Nam is Tai Khampti word for water.
The weaves of the drape and pallu of this Sari are made by Tai Khampti weavers on the land where Tai Khampti people reside, Namsai, Chowkham and surrounding villages in Arunachal Pradesh. They are supervised and made with consent by local artisans and their families, providing livelihood to women in the district.
This Sari was made as part of an initiative that has lasted more than 5 years, where about 30 women earned livelihood under the leadership of Nang Amlavati. These weaves are not bought but commissioned work woven with cotton brought from Salem, Tamil Nadu in order to encourage use of cotton over synthetic yarns.
In 2012-13, we brought about 500 kgs of cotton yarn to Arunachal Pradesh and took it as a drive to sensitise weavers towards using cotton over synthetic yarns for their indigenous weaves.
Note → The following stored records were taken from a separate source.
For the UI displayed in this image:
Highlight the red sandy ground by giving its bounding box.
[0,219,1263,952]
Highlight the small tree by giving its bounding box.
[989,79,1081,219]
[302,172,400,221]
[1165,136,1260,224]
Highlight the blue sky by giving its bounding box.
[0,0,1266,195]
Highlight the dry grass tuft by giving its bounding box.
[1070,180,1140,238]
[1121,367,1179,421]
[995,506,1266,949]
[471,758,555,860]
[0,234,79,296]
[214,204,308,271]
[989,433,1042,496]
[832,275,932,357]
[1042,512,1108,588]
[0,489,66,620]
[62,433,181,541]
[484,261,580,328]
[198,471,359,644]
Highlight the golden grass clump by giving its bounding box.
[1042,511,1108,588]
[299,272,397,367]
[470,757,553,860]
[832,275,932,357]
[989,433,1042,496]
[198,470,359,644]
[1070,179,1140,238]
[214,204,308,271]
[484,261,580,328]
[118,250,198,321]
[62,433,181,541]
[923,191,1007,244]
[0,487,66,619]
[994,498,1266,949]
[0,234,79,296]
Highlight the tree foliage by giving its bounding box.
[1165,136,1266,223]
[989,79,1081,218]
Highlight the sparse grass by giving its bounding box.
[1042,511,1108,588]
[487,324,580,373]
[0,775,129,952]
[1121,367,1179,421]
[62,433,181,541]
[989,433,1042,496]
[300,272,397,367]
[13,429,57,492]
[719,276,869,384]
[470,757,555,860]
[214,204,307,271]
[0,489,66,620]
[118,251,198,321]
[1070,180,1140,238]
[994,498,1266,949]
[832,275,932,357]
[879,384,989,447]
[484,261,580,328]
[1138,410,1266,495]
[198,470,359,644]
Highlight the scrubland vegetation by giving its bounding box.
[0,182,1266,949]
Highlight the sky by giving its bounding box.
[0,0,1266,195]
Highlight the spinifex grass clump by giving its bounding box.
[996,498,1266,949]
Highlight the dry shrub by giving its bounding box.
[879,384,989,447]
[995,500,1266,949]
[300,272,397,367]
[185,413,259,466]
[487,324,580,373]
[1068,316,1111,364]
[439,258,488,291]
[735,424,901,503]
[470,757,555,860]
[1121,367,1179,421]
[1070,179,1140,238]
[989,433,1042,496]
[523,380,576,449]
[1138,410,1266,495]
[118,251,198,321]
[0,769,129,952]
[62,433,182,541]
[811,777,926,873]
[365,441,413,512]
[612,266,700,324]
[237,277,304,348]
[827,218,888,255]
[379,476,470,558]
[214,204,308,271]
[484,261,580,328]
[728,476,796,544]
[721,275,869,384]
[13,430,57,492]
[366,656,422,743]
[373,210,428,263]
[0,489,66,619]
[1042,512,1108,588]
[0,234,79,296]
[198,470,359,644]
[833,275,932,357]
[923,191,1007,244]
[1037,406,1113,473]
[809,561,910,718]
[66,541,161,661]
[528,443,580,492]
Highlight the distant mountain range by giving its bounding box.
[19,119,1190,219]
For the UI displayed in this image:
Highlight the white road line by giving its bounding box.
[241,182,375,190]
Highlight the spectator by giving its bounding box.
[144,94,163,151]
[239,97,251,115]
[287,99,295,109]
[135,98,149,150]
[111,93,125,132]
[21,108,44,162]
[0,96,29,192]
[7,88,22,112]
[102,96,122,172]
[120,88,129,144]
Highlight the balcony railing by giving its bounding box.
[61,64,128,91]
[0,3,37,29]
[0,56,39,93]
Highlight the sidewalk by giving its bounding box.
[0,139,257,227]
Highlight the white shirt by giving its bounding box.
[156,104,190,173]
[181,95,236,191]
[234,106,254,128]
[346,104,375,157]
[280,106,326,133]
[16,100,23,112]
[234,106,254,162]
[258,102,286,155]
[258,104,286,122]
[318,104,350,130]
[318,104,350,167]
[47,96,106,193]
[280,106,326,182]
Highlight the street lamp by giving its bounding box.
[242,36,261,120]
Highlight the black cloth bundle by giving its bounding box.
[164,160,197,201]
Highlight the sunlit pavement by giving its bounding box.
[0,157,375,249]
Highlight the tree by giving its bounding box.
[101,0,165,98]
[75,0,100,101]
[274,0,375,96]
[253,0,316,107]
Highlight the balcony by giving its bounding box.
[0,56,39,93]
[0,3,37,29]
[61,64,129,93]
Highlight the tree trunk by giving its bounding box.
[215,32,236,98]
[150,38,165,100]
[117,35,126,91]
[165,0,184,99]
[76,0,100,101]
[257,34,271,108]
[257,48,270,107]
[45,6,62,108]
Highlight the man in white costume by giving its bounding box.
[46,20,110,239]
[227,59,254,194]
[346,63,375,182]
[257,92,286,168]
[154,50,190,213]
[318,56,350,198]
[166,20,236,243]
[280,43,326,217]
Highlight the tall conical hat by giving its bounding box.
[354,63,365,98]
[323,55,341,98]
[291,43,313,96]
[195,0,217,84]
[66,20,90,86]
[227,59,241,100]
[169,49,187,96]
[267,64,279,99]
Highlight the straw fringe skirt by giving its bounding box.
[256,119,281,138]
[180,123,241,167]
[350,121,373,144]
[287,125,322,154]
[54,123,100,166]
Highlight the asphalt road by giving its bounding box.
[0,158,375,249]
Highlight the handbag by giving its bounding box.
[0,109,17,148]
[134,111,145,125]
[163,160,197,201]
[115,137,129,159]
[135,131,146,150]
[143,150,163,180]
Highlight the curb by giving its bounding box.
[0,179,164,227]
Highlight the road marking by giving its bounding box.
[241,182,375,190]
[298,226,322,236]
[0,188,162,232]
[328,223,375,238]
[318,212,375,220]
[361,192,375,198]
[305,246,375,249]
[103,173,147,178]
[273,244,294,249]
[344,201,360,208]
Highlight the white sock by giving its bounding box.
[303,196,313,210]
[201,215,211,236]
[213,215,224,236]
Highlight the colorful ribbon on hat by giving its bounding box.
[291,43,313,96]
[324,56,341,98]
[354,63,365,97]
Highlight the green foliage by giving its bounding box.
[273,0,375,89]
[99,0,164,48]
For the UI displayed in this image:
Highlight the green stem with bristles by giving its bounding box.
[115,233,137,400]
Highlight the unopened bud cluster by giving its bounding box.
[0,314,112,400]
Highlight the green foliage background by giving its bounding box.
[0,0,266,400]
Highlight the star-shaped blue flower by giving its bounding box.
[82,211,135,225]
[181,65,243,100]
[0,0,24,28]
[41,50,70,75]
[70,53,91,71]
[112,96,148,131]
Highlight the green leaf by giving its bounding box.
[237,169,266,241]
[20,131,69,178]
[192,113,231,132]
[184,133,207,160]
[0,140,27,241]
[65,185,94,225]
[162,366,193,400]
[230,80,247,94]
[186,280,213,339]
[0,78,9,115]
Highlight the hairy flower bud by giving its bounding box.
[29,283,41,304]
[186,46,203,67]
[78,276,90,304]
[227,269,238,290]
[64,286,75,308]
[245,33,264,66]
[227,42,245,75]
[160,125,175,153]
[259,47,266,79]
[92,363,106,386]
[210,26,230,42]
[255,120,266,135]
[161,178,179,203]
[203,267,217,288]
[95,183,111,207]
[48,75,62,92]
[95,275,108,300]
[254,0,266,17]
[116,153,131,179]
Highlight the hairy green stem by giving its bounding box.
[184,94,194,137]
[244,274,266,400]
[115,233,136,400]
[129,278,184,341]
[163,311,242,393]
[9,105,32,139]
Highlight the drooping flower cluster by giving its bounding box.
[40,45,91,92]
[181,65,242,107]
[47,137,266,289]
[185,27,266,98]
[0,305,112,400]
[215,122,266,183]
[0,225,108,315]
Amla has championed the work we carried out with Tai Khampti weavers and began engaging untrained weavers, single mothers, and older women to engage in weaving intricate motifs, plain, checks and striped fabrics.
I have a clear memory of a walk in the lanes of Namsai. The mud roads and bamboo homes on both sides. I walked steadily with Amla while she was making me peep into each house. At a small strech of about 200 metres, each house on both sides of the road had a loom, and each loom had this cotton being woven. Many weavers were weaving at that very moment and sound still reverberates in my ears. That “thik thak thik thak thik thak”. That was a walk of what potentialities come alive with courage.
Such textiles are not just weaves intertwined. Such textiles are many years woven in the pattern of life bringing together the land, the soil, the festivals, the people, their culture, their prayers, our collective ups and downs.
Tai Khampti women are addressed with the prefix Nang.
Tai Khampti men are addressed with the prefix Chau/ Chow.